The new protocols use the five original factors -- age, smoking habits, blood pressure, total cholesterol and "good cholesterol," known as HDL -- and add two more: family history of heart disease and the level of C-reactive protein in the bloodstream, which can reveal elevated inflammation. This is all well and good, if long overdue. Since the Brigham owns a limited patent on C-reactive protein tests, receiving royalties every time the test is performed, it's still too early for fanfare.
A few inches away from women's historically neglected hearts, our lungs should inspire another reassessment of medical protocol. According to a new study published in the Journal of Clinical Oncology, over 20 percent of women with lung cancer -- the nation's No. 1 killer form of cancer -- never smoked, reports Reuters.
Why is this so important? An editorial by Sandy Phillips Britt in the San Francisco Chronicle provides a painful case in point. At 46 she was diagnosed with inoperable lung cancer and was given only a few months to live. Two years later, she received a second opinion that showed her earlier X-rays showed a fully operable level of cancer. Having never smoked a cigarette in her life, having steered clear of secondhand smoke like the plague, she still felt her misdiagnosis was in part a result of the stigma of a cancer that is assumed to have been brought on by bad habits. "Lung cancer is an unsympathetic cancer because most people who get it smoked," she writes. "Isn't it true that the 175,000 people that are diagnosed with lung cancer every year brought it on themselves?"

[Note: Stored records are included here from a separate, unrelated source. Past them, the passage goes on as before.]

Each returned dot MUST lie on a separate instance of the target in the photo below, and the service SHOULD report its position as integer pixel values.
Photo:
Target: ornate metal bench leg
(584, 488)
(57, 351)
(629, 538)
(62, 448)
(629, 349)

Although no doubt men with lung cancer suffer similar discrimination, it's worth noting that not only is lung cancer a disease that kills more people every year than breast, colon and prostate cancers combined and proportionally gets far less funding, women seem to be far more vulnerable to it. Not only are they twice as likely to get lung cancer from using tobacco as men, now we know that a large and fast growing percentage of them never smoked at all.